CHAPITRE CCCCLXVI.

Accouchée.


Étendue, à demi-couchée sur une chaise longue, enveloppée dans le plus beau linge, elle se perd dans une infinité d’oreillers grands & petits. On ne voit que dentelles artistement plissées & de grosses touffes de rubans. Elle attend sur ce trône les visites de tout le monde ; elle a tout préparé pour qu’on admire jusqu’à son couvre-pied.

Une garde se tient assise près de la porte & flaire tous ceux qui arrivent. Elle répete incessamment, n’avez-vous point d’odeurs ? Une femme de qualité s’écrie en passant, non, je dois sentir la graisse. Elle entre, une athmosphere de parfums l’environne & remplit toute la chambre.

Il est dit qu’on ne doit pas parler à l’accouchée ; mais l’intérêt qu’on prend aux douleurs qu’elle a souffertes est si grand, qu’on ne peut s’empêcher de lui dire qu’on n’en a pas dormi toute la nuit. Ce compliment est renouvellé par toutes les femmes qui arrivent. Après qu’on a loué le courage de l’accouchée, on fait l’éloge de ses dentelles, & de la façon dont elle est mise.

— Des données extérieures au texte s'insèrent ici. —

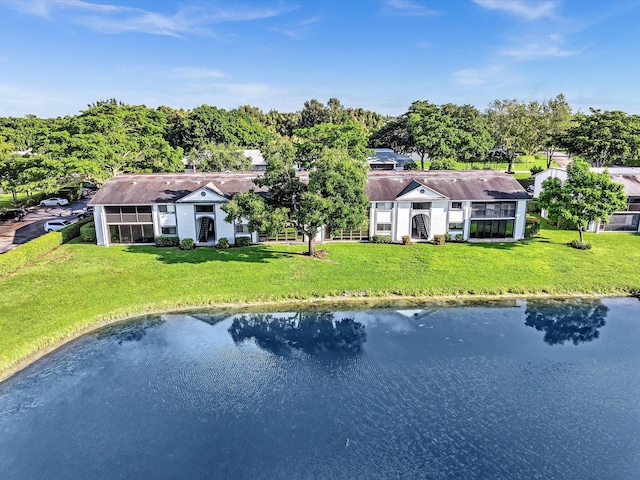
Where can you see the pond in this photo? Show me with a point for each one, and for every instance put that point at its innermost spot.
(527, 389)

On dit à chaque instant, parlons bas ; celle qui vient de donner le conseil, est la premiere à élever la voix fort haut.

Les hommes n’entroient pas autrefois ; aujourd’hui ils sont du cercle ; ce n’est que dans ces circonstances que les hommes disent encore des douceurs. L’accouchée reçoit mille complimens sur son teint, dont les roses n’ont fait que pâlir. Sa langueur la rend plus belle ; mais quand le mari vient à entrer, il sourit d’une façon si particuliere, il a un air toujours si étrange, que malgré toutes les minauderies de l’accouchée, il ne sauroit soutenir les regards de l’assemblée, & s’y dérobe promptement.

Chaque fois que l’accouchée porte la main à son front, une femme décampe. Chacun défile pour attraper encore quelques fragmens de l’opéra, & l’on se plaint dehors d’être victime des bienséances.

Il manque à l’accouchée de la capitale le charme le plus intéressant & qui donneroit à son état un air plus respectable : l’enfant dans son berceau & attendant du sein maternel sa premiere nourriture. Pendant un tems, les femmes ont nourri elles-mêmes ; mais ce n’étoit qu’une mode, elle a passé. La vie de Paris sera toujours un obstacle à l’accomplissement de ce devoir sacré. J’ai remarqué que personne n’osoit parler du nouveau né ni au pere ni à la mere.

Quand une femme se porteroit assez bien pour être relevée de couches au bout du douzieme jour, elle attendroit jusqu’au vingt-unieme pour reparoître. Jusqu’alors elle doit, quand il entre quelqu’un, retomber sur sa chaise longue, jouer la langueur & l’abattement, recevoir trente visites, au lieu de se promener dans un jardin, & d’y jouir des douces influences de l’air.

Il est encore dit aujourd’hui, qu’une femme malade doit recevoir du monde jusqu’au moment qu’elle expire. On ne laisse entrer, il est vrai, que les amis de la malade ; mais elle en a tant que l’appartement est toujours plein.

Le protocole d’un mourant est de n’être jamais seul ; & c’est un devoir d’étiquette, que d’aller chez lui en foule.

Il faut être entouré de parens & d’amis, dans toutes les crises d’une fievre ; on vient jusques sous vos rideaux. Il faut que les têtes soient devenues beaucoup plus fortes, puisqu’autrefois nos peres, lorsqu’ils étoient malades, se trouvoient incommodés seulement par le mouvement indispensable du service.

Ceux qui ne visitent pas, envoient deux fois par jour demander des nouvelles, & surtout le nom du médecin. Il devient un pronostic, & les gens du monde savent combien de jours une duchesse pourra résister sous les ordonnances de tel docteur. Il est des maladies où le médecin expédie son malade infailliblement ; & le cocher lui même sait qu’au bout de huit jours il n’aura plus besoin d’arrêter les chevaux à la porte de l’hôtel : aussi s’informe-t-il du genre de la maladie. Alors il secoue la tête & prédit l’événement.